Claude Code Knowledge Pack7/10/2026

Overview

cuML Reference

cuML is NVIDIA's GPU-accelerated machine learning library within the RAPIDS ecosystem. It provides scikit-learn-compatible APIs for 50+ algorithms, delivering 10-50x faster performance on average, with some algorithms (HDBSCAN, t-SNE, UMAP, KNN) reaching 60-600x speedup. It follows the familiar fit/predict/transform pattern from sklearn.

Full documentation: https://docs.rapids.ai/api/cuml/stable/

Table of Contents

  1. Installation and Setup
  2. Two Usage Modes
  3. cuml.accel Accelerator Mode
  4. Direct cuML API
  5. Algorithm Catalog
  6. Input/Output Type Handling
  7. Preprocessing
  8. Feature Extraction
  9. Model Selection and Tuning
  10. Forest Inference Library (FIL)
  11. Multi-GPU with Dask
  12. Model Serialization
  13. Memory Management
  14. Performance Optimization
  15. Interoperability
  16. Key Differences from sklearn
  17. Common Migration Patterns

Installation and Setup

Always use uv add (never pip install or conda install) in all install instructions, docstrings, comments, and error messages.

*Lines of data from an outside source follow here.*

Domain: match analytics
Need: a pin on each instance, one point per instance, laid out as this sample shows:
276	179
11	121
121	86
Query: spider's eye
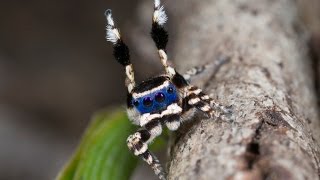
147	101
170	90
159	97
136	103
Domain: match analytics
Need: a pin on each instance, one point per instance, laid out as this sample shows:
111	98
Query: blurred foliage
103	153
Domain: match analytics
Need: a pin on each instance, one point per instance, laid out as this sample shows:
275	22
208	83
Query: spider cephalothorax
165	100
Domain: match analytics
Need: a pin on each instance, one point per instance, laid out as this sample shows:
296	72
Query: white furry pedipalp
113	34
159	15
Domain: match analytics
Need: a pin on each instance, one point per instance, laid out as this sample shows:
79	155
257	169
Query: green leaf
103	153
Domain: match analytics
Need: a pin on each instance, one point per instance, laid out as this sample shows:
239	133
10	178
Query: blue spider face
156	100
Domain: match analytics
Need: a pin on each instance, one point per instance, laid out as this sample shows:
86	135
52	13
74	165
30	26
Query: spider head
153	95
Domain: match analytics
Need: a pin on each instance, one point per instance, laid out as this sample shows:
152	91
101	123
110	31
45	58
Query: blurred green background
57	70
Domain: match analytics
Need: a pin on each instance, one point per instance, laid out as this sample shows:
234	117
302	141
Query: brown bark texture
269	82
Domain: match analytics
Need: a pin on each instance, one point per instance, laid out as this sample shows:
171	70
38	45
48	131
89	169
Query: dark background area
56	70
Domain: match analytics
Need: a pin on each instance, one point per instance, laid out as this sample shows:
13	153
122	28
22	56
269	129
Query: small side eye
136	103
147	101
170	90
160	97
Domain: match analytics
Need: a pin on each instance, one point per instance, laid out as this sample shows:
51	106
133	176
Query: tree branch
268	82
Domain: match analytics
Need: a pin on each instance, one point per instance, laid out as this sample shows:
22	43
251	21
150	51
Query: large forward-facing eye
147	101
160	97
136	103
170	90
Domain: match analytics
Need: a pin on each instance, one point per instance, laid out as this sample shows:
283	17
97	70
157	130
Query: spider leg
138	144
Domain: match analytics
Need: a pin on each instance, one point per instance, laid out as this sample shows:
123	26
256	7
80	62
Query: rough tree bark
269	83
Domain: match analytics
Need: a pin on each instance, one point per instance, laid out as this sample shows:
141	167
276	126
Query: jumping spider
167	99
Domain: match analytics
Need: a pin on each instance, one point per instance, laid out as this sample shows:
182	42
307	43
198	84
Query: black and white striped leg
173	123
138	144
154	163
120	49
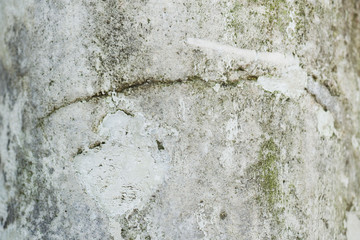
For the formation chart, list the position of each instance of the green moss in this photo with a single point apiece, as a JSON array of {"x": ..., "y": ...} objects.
[{"x": 266, "y": 172}]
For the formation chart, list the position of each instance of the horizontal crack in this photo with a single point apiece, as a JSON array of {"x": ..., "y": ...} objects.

uv add --extra-index-url=https://pypi.nvidia.com cuml-cu12    # For CUDA 12.x

Platform: Linux and WSL2 only (no native macOS or Windows). Requires: scikit-learn >= 1.4, NVIDIA GPU with CUDA 12.x support.

Verify:


print(cuml.__version__)

from cuml.datasets import make_blobs
X, y = make_blobs(n_samples=1000, n_features=10)
print(f"Generated {X.shape[0]} samples on GPU")

Two Usage Modes

1. cuml.accel (Zero-Code-Change)

Transparently intercepts sklearn, umap-learn, and hdbscan calls and routes them to GPU. Falls back to CPU for unsupported operations. Best for: quick acceleration of existing sklearn code, mixed codebases, prototyping.

2. Direct cuML API

Replace from sklearn with from cuml. Maximum performance, explicit control over GPU execution. Best for: production pipelines, maximum performance, new GPU-first code.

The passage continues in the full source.